Another patient has been on many diets in the past. Every time she gets close to the 200 pound mark she invariably starts being careless with her portions and starts to get back into night snacking. She never before has broken the 200 pound ‘barrier' and her belief system is such that she never feels she can do it, and even if she can, she "will regain the weight anyway.”
Two women I've met with are facilitators; in their jobs, they help groups of people (mainly men) to better organize/improve their government or private company departments. When each of these facilitators in turn lost some weight, they became intimidated by their ‘sexy' appearance in front of the men they had to deal with on a day to day basis; they felt vulnerable. They felt that people were paying attention to them less for their competence and more for their looks. In fact, they both said to me that their bulk had previously given them a feeling of protection. Previously, they had felt the men looked at them in a neutral fashion. After losing weight, they did not know how to cope with both being mentally competent and at the same time looking great. So, they sabotaged all their weight loss efforts and regained their weight.
Is there a common theme in these few examples? It comes down to self-worth. Most of us have not learned how to accept ourselves at a new and lower weight. We don't feel worthy of looks or positive comments received by others.
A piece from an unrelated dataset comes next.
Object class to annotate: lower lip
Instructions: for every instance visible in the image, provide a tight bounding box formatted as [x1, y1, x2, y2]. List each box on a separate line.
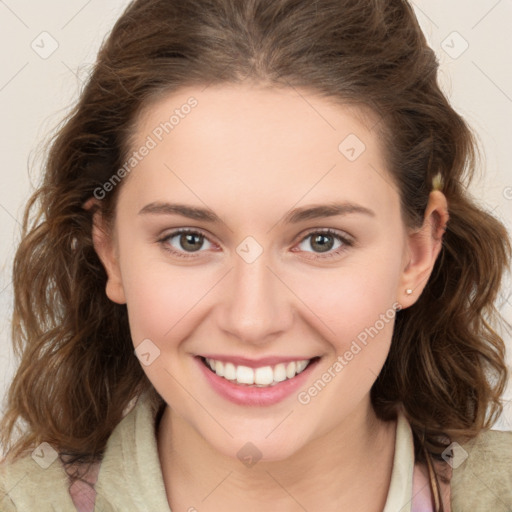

When you start on your weight loss and fitness journey, you must learn to visualize yourself at a lower weight well before you get there. Become comfortable with the look and feel of that ‘new' person. Evaluate your self-talk. You must learn the ability to use positive self-talk to manage individual situations and learn to boost your ability to stay on track and break through barriers. Don't talk negatively because this will lead to negative eating. Don't use punishing self-statements (i.e. don't chastise yourself for lapses). Accept your big successes, accept the small ones, and always "know” you will succeed.
This is your journey for a new body: a healthy and fit one. It's a deserving goal. You must learn that you deserve to achieve it. Don't set up mental walls of "it can't be done.” Don't listen to past failures. Learn to accept the fact that you are worth it. It takes time and mental practice to have a proper mind set for long term success.
Start now, and don't let go of your goal; it's yours and yours alone. Whenever you have negative self-talk, think to yourself, "stop.” Immediately delete the negative thought and focus on a counterargument or positive thought.
You can do it. Keep trying and don't ever give up.